[Edit: The question was later modified to say that $A$ is diagonal, which changes things quite a bit. This answer is for the general case. See Arturo's answer for the diagonal case.]
Typically, no, and Sivaram has already given an illustrative example. In your situation, the only exception is when $m=1$ and $b\neq 0$. The reason is that if $b$ is an $m$-by-$1$ vector and $m>1$, then $Ab$ never determines $A$ completely. One way to see this is to note that there exists an $m$-by-$m$ matrix $B$ such that $B$ is not the zero matrix, but $Bb=0$. Then $A+B\neq A$, but $(A+B)b=Ab$. Thus, whatever "$c/b$" might mean, it would have to be equally valid that it is equal to $A$ and to $A+B$, which is impossible.
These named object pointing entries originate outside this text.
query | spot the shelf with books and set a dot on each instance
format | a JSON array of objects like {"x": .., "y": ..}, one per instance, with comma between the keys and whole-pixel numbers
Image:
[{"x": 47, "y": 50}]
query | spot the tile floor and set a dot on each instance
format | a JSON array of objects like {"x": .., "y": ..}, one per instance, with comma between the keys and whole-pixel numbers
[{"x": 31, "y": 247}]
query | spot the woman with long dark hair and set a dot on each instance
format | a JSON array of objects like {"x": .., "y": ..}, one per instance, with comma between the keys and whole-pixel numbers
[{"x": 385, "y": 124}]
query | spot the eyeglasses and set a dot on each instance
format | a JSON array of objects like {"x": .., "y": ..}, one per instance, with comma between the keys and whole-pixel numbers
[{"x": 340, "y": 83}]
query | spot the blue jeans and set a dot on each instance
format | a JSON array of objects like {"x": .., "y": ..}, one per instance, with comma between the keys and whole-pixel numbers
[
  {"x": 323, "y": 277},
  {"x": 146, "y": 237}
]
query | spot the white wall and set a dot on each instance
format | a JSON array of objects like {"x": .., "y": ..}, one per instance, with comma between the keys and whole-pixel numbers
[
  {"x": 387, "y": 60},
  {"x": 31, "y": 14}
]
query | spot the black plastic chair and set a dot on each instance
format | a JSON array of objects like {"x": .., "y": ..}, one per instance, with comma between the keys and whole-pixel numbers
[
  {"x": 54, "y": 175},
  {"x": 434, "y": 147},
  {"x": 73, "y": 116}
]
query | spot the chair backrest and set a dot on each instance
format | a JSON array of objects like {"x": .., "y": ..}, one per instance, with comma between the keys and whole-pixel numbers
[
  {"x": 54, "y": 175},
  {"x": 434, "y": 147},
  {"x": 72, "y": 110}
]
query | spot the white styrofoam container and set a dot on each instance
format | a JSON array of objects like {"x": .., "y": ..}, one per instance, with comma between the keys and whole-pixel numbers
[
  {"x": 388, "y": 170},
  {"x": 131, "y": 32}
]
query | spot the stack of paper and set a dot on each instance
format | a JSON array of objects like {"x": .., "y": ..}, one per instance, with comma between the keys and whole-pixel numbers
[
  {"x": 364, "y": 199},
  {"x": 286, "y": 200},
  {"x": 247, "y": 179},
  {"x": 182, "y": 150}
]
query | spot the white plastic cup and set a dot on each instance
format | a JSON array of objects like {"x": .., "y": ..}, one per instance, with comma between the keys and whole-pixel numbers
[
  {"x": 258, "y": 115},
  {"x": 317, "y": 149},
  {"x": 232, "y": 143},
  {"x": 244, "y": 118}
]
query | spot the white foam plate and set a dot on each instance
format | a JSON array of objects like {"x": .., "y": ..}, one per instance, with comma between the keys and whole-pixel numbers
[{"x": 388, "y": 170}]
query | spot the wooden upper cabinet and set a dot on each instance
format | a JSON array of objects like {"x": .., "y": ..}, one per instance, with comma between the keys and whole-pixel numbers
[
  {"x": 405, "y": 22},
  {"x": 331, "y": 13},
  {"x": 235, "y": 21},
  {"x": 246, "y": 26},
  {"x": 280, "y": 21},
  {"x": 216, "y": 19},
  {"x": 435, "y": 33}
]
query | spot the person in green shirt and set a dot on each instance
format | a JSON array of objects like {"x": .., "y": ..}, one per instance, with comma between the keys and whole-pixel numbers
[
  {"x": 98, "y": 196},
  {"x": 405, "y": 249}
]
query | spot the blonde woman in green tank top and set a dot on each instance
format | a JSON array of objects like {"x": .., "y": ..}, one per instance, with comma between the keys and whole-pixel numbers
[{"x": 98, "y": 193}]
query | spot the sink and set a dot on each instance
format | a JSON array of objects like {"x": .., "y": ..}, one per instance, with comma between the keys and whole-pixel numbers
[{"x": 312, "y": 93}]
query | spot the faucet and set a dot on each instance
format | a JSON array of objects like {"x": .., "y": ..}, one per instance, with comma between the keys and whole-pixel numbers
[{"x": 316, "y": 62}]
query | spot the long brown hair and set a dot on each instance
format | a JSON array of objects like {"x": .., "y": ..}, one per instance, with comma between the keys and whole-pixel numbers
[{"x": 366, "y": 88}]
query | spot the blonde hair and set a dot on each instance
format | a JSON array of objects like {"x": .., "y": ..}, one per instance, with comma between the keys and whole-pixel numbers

In order for the equation $Ab=c$ to uniquely determine $A$, $b$ must be right invertible. If we generalized a bit to allow $b$ to have other sizes than $m$-by-$1$, say $m$-by-$k$, this will be possible when $b$ has at least as many columns as rows ($k\geq m$) and has maximal rank ($m$). This would correspond to $b$ representing a surjective linear transformation, and then $Ab$ determines $A$ because if you know $Ab$, then you know what $A$ does to everything in the range of $b$, namely everything. Algebraically speaking, if $d$ is a matrix such that $bd=I_m$, the $m$-by-$m$ identity matrix, then $A=AI_m=Abd=cd$. Thus, $cd$ plays the role of "$c/b$". Note however that unless $m=k$, $d$ is not uniquely determined by $b$. If $m=k$, then $d=b^{-1}$ is the inverse matrix of $b$, and $A=cb^{-1}$ looks more like the division you'd hope for. And again, if $k or for any other reason $b$ has rank less than $m$, $d$ does not exist.